Today's focus is really on the first and the second topic.

We had a brief discussion before.

Russ, what are your thoughts on these also with respect to what JMP can cover?

Well, certainly the term AI gets thrown around a lot.

It's used in many kind of different nuanced meetings.

I tend to prefer meetings that are

definitely more tangible and usable and more focused.

Like we're going to zoom in on today with some specific examples.

The terminology can get a little confusing though.

I guess I just tend to kind of keep it fairly broad, open mind

whenever anyone uses the term AI and try to infer its meaning from the context.

Right. That's in terms of introduction,

now we'll get a little bit more into the details and specifically into

why it is important to actually understand your AI models.

Over to you, Pete.

Perfect. Thanks, Florian.

I think what Russ was hitting on there and Florian's introduction is,

we oftentimes don't know what an AI model is telling us and what's under the hood.

When we're thinking about how well a model performs,

we think about how well that fits the data.

If we look here, we're looking at a neural network diagram

and as you can see, these can get pretty complex.

These AI models are becoming more and more prevalent

and relied upon for decision making.

Really, understanding why an AI model is making a certain decision,

what criteria it's basing that decision on,

is imperative to taking full advantage of these models.

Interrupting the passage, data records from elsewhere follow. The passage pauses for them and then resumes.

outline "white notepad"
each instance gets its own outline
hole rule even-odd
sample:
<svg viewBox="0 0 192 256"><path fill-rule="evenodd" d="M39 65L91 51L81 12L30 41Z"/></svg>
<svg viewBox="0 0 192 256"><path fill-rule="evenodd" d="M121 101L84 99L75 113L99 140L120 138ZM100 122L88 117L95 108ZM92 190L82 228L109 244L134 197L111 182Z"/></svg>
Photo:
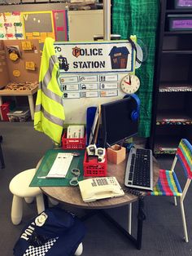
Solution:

When a model changes or updates,

especially with that autonomous AI or the automating AI,

we need to understand why.

We need to confirm that this model is maybe not

extrapolating or basing it on a few points outside of our normal operating range.

Hold on.

Let me steal the screen here from Florian,

and I'm going to go ahead and walk through a case study here.

All right, so this case study

is based on directional drilling from wells near Fort Worth, Texas.

The idea with this type of drilling is

unlike conventional wells, where you would just go vertically,

you go down a certain depth, and then you start going horizontal.

The idea is these are much more efficient than the traditional wells.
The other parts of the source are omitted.